Jonathan took a sip. It was surprisingly open, velvety, warm in the throat.
‘Good, isn’t it,’ said Gordie. It was not a question. ‘From my old mate Trevor’s cellar. Twelve years old.’
‘Excellent,’ Jonathan said. ‘Now what have you been up to, you old scoundrel?’
‘Oh, you know, continuing my valiant search for a wealthy widow with a bad cough,’ he said.
Bites, who had been standing between them wagging her tail, torn between two lovers, suddenly rushed off to the front door, barking uproariously. A woman walked in, a small, pretty woman in a pair of skimpy shorts and an unbuttoned shirt revealing overflowing breasts. Jonathan took her in—two seconds, three—his eyes tr
avelling quickly to her face.
‘Anna!’ Gordie said. ‘My God! What are you doing here?’

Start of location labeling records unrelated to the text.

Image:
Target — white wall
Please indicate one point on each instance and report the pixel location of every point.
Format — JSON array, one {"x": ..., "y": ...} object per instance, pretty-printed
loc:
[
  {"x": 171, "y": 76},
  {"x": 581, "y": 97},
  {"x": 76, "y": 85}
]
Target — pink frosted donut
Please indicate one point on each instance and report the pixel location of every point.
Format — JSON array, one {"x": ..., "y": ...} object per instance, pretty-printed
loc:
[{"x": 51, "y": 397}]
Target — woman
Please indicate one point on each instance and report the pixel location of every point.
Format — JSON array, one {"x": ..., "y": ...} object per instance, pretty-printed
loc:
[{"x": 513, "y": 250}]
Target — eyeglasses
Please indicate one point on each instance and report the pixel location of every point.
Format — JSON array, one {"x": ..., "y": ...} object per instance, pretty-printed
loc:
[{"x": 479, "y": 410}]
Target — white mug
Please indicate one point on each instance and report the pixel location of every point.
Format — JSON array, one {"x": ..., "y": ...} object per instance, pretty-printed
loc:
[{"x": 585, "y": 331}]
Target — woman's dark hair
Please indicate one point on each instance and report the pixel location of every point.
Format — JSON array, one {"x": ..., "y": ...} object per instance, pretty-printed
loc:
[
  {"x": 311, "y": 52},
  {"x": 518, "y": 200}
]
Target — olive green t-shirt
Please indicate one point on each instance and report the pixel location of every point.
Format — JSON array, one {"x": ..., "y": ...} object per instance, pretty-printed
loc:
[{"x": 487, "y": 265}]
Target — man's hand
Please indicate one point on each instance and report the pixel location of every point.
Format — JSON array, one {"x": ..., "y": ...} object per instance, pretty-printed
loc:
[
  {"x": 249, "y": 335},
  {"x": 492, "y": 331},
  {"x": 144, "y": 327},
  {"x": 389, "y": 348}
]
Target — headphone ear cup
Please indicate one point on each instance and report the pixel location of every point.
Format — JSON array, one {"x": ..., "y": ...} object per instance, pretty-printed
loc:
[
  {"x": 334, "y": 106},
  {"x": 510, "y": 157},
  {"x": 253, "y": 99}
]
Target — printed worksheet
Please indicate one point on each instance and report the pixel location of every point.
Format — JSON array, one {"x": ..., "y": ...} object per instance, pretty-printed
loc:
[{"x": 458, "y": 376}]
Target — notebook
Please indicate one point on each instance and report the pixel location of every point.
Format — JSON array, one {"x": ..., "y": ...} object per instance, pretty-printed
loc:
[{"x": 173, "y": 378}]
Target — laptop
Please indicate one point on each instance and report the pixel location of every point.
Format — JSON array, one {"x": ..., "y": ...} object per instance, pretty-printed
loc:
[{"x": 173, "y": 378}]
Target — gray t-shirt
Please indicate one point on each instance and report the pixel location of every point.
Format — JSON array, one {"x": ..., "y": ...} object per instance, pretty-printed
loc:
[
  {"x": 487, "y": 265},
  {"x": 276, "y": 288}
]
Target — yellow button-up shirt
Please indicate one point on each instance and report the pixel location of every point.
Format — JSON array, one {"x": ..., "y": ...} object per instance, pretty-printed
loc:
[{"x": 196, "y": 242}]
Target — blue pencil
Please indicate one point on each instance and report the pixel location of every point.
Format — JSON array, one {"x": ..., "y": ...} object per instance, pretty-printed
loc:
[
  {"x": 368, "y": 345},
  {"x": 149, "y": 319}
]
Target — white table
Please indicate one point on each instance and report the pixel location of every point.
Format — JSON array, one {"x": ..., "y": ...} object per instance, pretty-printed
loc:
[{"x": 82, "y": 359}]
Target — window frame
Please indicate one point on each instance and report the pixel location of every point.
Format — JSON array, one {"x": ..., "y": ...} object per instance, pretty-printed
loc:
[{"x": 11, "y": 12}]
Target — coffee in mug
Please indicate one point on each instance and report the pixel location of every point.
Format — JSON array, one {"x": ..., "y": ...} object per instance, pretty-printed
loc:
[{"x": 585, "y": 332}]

‘Hello, Pa,’ she said. ‘It wasn’t locked.’ No-one locked their houses at The Landing, not even after a small band of teenage thieves from Gympie was found to be regularly knocking over empty holiday homes.
‘Charles has left me,’ she said. ‘I had nowhere to go.’
‘Sweetheart!’ said Gordie, opening his arms. ‘Why didn’t you call? When did you fly in? Is Gaspard with you?’
‘It’s term time,’ she said. ‘He’s still in school. Oh, Pa, I’m exhausted, that trip is a nightmare. And then I had to drive all that way from the airport. I only stopped to change my clothes.’
Where had she come from? Jonathan wondered. Gaspard?
‘Darling, I have a guest,’ said Gordie, letting her go and turning to face him. ‘Anna, this is my dear neighbour Jonathan. May I introduce my daughter, who appears to have lost her husband? She’s had four already. The next one’s bound to be the right one.’ He winked at Jonathan over his daughter’s skinny shoulders.